L'"intégrité territoriale" de l'Ukraine est "essentielle" pour le gouvernement allemand, a indiqué Angela Merkel lors d'une conférence de presse à l'issue d'un entretien avec le président ukrainien Petro Porochenko.

La chancelière a également annoncé des mesures financières pour aider les secteurs ukrainiens de l'énergie et de l'eau et aider au sort des réfugiés.

"Nous n'avons pas choisi la guerre. Elle nous a été imposée de l'extérieur", a de son côté déclaré Petro Porochenko.

"Il est temps que la paix s'installe dans le Donbass. Le pouvoir ukrainien fera tout avec nos partenaires européens pour que cela arrive. Mais pas au dépens de la souveraineté, de l'intégrité territoriale et de l'indépendance de l'Ukraine", a-t-il ajouté.

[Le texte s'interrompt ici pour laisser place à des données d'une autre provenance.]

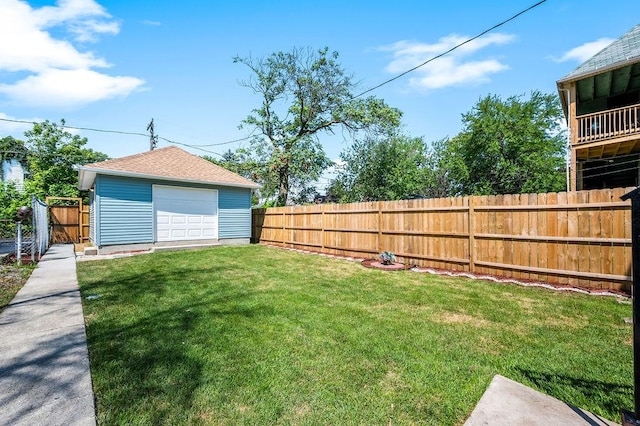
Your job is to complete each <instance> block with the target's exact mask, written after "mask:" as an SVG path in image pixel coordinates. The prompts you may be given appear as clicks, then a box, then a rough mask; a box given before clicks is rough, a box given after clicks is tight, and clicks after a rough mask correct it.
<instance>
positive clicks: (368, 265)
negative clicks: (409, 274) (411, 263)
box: [360, 259, 415, 271]
mask: <svg viewBox="0 0 640 426" xmlns="http://www.w3.org/2000/svg"><path fill="white" fill-rule="evenodd" d="M360 264H361V265H362V266H364V267H366V268H373V269H381V270H383V271H402V270H405V269H411V268H413V267H414V266H415V265H407V264H404V263H400V262H394V263H392V264H390V265H385V264H384V263H382V262H381V261H380V260H378V259H365V260H363V261H362V262H360Z"/></svg>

Une visite interprétée comme un geste de soutien

Angela Merkel est la plus importante dirigeante occidentale à se rendre en Ukraine depuis le début de la crise qui a provoqué la pire dégradation des relations entre la Russie et l'Occident depuis la fin de la guerre froide, après l'entrée vendredi en Ukraine d'un convoi humanitaire russe sans l'aval de Kiev.

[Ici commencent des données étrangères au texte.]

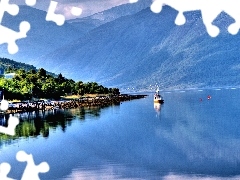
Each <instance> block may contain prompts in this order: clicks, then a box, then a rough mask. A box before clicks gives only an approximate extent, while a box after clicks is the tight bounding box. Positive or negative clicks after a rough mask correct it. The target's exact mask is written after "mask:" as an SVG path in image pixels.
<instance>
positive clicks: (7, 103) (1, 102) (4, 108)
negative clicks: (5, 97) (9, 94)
mask: <svg viewBox="0 0 240 180" xmlns="http://www.w3.org/2000/svg"><path fill="white" fill-rule="evenodd" d="M8 106H9V103H8V101H7V100H5V99H3V100H2V101H1V105H0V109H1V110H2V111H6V110H8Z"/></svg>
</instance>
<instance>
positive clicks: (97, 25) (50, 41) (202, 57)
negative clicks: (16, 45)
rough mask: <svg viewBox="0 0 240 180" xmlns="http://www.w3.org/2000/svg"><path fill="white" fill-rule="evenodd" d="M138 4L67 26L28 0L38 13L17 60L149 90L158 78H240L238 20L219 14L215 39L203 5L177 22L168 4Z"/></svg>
mask: <svg viewBox="0 0 240 180" xmlns="http://www.w3.org/2000/svg"><path fill="white" fill-rule="evenodd" d="M140 2H141V1H140ZM140 2H139V3H140ZM142 2H143V1H142ZM137 4H138V3H136V4H126V5H121V6H119V7H115V8H112V9H110V10H108V11H104V12H102V13H98V14H95V15H93V16H91V17H87V18H82V19H76V20H71V21H69V22H67V23H65V25H64V26H63V27H58V26H56V25H54V24H53V23H49V22H46V21H45V17H44V16H45V14H44V12H41V11H39V10H35V9H32V8H31V9H30V10H29V8H27V7H24V8H27V9H26V12H28V13H29V12H30V11H34V12H33V14H35V13H36V15H35V16H36V17H31V18H30V19H33V20H35V21H33V22H34V23H33V24H35V25H34V26H33V28H32V29H31V31H32V32H31V33H30V34H29V37H28V38H26V40H20V41H21V42H20V41H19V45H20V50H21V49H22V50H21V52H19V53H18V54H17V55H16V58H13V59H15V60H19V61H23V62H26V63H31V64H33V65H35V66H37V67H43V68H45V69H46V70H51V71H52V72H54V73H56V74H58V73H60V72H61V73H62V74H63V75H64V76H65V77H67V78H72V79H74V80H83V81H96V82H99V83H101V84H103V85H105V86H115V87H116V86H117V87H120V88H124V89H126V88H135V89H140V90H147V89H149V87H150V85H151V86H152V85H155V84H156V83H157V84H158V85H160V87H161V88H162V89H176V88H192V87H222V86H238V85H240V82H239V79H240V59H239V50H240V43H239V42H240V41H239V40H240V33H239V34H237V35H235V36H232V35H230V34H229V33H228V32H227V30H226V28H227V27H228V25H229V24H230V23H232V22H233V19H231V18H230V17H229V16H228V15H226V14H224V13H222V14H221V15H220V16H219V17H218V18H217V19H216V20H215V22H214V24H216V25H217V26H219V27H220V29H221V33H220V35H219V36H217V37H216V38H211V37H210V36H209V35H208V34H207V32H206V29H205V26H204V25H203V22H202V19H201V14H200V12H199V11H195V12H189V13H185V16H186V18H187V22H186V24H185V25H183V26H176V25H175V24H174V20H175V18H176V15H177V11H175V10H174V9H172V8H170V7H168V6H164V8H163V10H162V12H161V13H159V14H154V13H153V12H151V11H150V9H149V7H146V6H147V5H146V4H144V3H143V4H142V5H141V4H139V6H137ZM147 4H148V5H150V3H149V2H148V3H147ZM128 8H129V9H131V8H132V10H129V9H128ZM124 9H125V11H124ZM127 12H131V13H127ZM23 14H24V13H23ZM38 14H41V16H38ZM23 17H24V15H23ZM14 19H15V18H14ZM9 24H11V23H9ZM16 24H19V23H16ZM49 27H51V28H50V29H49ZM81 27H82V31H81V30H80V29H81ZM47 29H48V30H47ZM79 32H81V33H79ZM59 38H61V39H59ZM21 43H22V44H21ZM0 48H1V51H3V50H2V49H3V48H2V46H0ZM4 48H5V47H4ZM11 57H12V56H11Z"/></svg>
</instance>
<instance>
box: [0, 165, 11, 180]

Convoi dont tous les camions sont désormais retournés en Russie.

A Kiev, ce déplacement d'Angela Merkel est interprété comme un geste de soutien d'autant plus qu'elle vient à la veille de la fête de l'Indépendance. "Il est peu probable que Merkel apporte à Kiev des propositions de règlement de la crise. Mais les deux parties doivent formuler une position solidaire sur les questions clé", estime Olexandre Souchko, analyste de l'Institut de la coopération euro-atlantique à Kiev.

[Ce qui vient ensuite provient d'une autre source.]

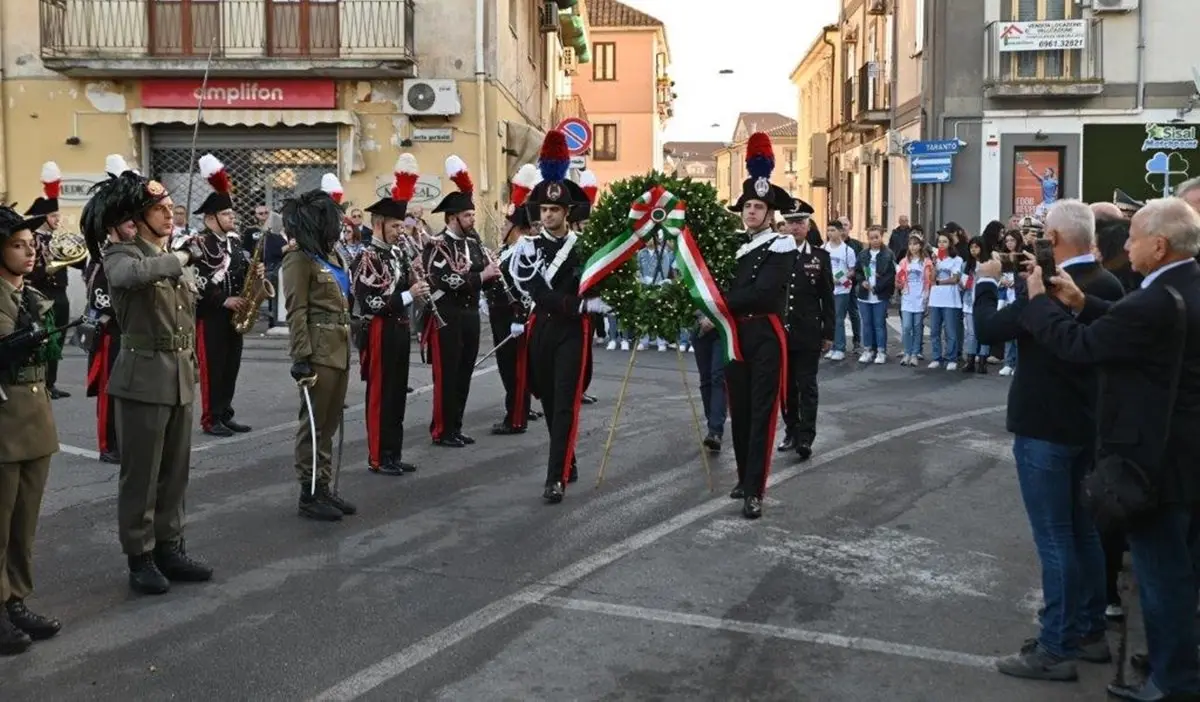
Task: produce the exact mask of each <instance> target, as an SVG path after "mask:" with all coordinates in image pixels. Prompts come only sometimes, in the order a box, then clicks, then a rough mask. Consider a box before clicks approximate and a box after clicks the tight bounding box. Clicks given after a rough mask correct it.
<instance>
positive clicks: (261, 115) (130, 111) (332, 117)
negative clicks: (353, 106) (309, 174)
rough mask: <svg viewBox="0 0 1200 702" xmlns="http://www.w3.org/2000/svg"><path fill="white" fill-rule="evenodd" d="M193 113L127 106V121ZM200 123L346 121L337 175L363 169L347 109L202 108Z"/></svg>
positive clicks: (159, 117) (355, 124)
mask: <svg viewBox="0 0 1200 702" xmlns="http://www.w3.org/2000/svg"><path fill="white" fill-rule="evenodd" d="M196 113H197V110H194V109H160V108H136V109H131V110H130V124H132V125H151V126H152V125H172V124H184V125H194V124H196ZM203 124H205V125H218V126H227V127H275V126H286V127H311V126H317V125H346V126H348V127H350V140H349V144H344V143H343V148H342V149H341V158H340V160H338V161H340V163H338V174H337V175H338V178H341V179H343V180H344V179H348V178H349V176H350V174H352V173H358V172H360V170H364V169H366V160H365V158H364V156H362V128H361V127H360V125H359V115H358V114H355V113H354V112H352V110H348V109H205V110H204V118H203Z"/></svg>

Cette visite précède un sommet régional mardi à Minsk auquel participeront les présidents russe Vladimir Poutine et ukrainien Petro Porochenko ainsi que des responsables de l'Union européenne.

"La visite de la dirigeante allemande à la veille de la journée de l'Indépendance et pendant le conflit armé dans lequel est impliqué la Russie est un signal de soutien", estime Vassyl Filiptchouk, un autre analyste politique indépendant.

Selon lui, la situation avec le convoi russe de quelque 300 camions blancs déchargé vendredi à Lougansk, bastion des rebelles dans l'Est, "peut changer de manière radicale l'agenda du sommet de Minsk". Washington a exigé vendredi que Moscou retire "immédiatement" son convoi humanitaire, sous peine de nouvelles sanctions.

Bombardements à Donetsk, difficile d'établir leur provenance

Donetsk, chef-lieu régional et place forte des rebelles a été réveillé samedi par de fortes explosions.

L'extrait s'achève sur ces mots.